石けんに使うのは、香りが一番強い花穂のみ。
花穂を切り離すのはなかなか根気のいる作業です。

パワフルでハートフルな助っ人のお陰で、昨年より作業がスムーズで、お陰様でたっぷりのラベンダーを収穫することができました。

そして、この後数日は、工房でずっとラベンダー仕事。
茎と花穂を切り分けて、軽く乾燥させた後に、フレッシュな状態でオーガニックオイルにじっくり浸けこむので、今シーズンのラベンダー石けんができあがるのはまだまだ数ヶ月後になりそうです。

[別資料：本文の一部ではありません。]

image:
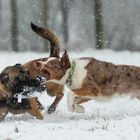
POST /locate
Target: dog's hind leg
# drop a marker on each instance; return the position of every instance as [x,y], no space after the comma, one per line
[72,105]
[54,104]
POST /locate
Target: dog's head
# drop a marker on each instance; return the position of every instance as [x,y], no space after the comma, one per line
[14,78]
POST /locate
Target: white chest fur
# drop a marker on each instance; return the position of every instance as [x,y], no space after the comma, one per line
[79,73]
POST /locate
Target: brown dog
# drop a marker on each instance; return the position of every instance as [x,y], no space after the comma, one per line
[12,80]
[87,78]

今回の西日本豪雨の災害の被害を思うと、こうして昨年と同じようにラベンダーを摘みに行き、工房でこうして仕事できている日常が心より有り難いなぁとしみじみと思う。

商売のみのことを考えるのなら、石けんを作るのにこんな手間暇かけた効率の悪い仕事をするのではなく、香りを精油のみでつけて「ラベンダー石けん」と銘打って販売するのは早くて安くて簡単なことです。
そしたらもっと価格を抑えることができるかもしれない。

でも、せっかく地元に無農薬のこんなに良いラベンダーがふんだんにある。
今まではこのラベンダーはハーブガーデンの来場者に摘んでもらうのが主でしたが、生産者さんからの良いものを、きちんと製品化して、遠くのお客様へも届けしたい。

こんな国産無農薬のラベンダーをふんだんに使った石けんは、なかなかお目にかかれないと思うのです。
MATSURIKAの石けんが、良いものづくりをしている生産者さんとそれを必要としている消費者の方々との懸け橋になれたらと思う。

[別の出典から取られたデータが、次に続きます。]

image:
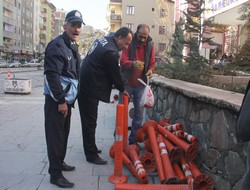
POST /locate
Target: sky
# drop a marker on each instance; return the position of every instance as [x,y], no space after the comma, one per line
[93,11]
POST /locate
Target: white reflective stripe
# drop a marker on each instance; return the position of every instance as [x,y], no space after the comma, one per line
[118,138]
[162,145]
[141,170]
[169,127]
[189,137]
[138,167]
[174,127]
[136,162]
[164,151]
[184,166]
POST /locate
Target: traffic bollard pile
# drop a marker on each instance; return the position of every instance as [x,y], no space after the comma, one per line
[168,150]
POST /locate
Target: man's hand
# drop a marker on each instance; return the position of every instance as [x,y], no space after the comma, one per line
[125,93]
[139,65]
[149,73]
[63,108]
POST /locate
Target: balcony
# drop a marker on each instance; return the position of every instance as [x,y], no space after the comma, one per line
[115,18]
[8,34]
[8,20]
[115,1]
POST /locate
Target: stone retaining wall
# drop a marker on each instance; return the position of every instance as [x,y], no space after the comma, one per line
[230,79]
[210,115]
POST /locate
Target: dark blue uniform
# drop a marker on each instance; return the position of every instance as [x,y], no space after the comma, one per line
[99,72]
[62,61]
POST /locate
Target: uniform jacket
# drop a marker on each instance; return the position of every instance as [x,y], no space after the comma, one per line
[100,69]
[61,69]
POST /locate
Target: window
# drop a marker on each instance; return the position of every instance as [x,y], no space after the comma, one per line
[161,47]
[163,13]
[130,25]
[130,10]
[162,30]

昨年の蒜山のラベンダーオイルで作った石けんは今も香りをとじ込めた状態で皆さんにお届けする日を待っています。

お陰様で、香りの良さと、洗い上がりのキュキュッとした使い心地が気持ちが良いと、昨日もお客様のリピート注文が入り本当に嬉しい!

今の私たちにできることは、生産者さんの思いがこもった原材料で良い石けんを作ること。
心を込めてお届けすること。
そして、きちんと発信して伝えていくこと。

今、溢れんばかりの洪水のような情報の中で、多くの人たちが何が大切かが見えにくくなっている。
人との付き合いも稀薄になってきているのかもしれない。
私自身SNSでつながっているだけで、何年も連絡をとっていない友人がたくさんいる。

でも今回の豪雨で何年かぶりに心配して連絡をくれた友人達や親戚とまた連絡を取り合うようになった。
そして私が石けんの事業を始めたことを知り、5〜10年ぶりにつながって、石けんをリピート購入してくれている友人達もいる。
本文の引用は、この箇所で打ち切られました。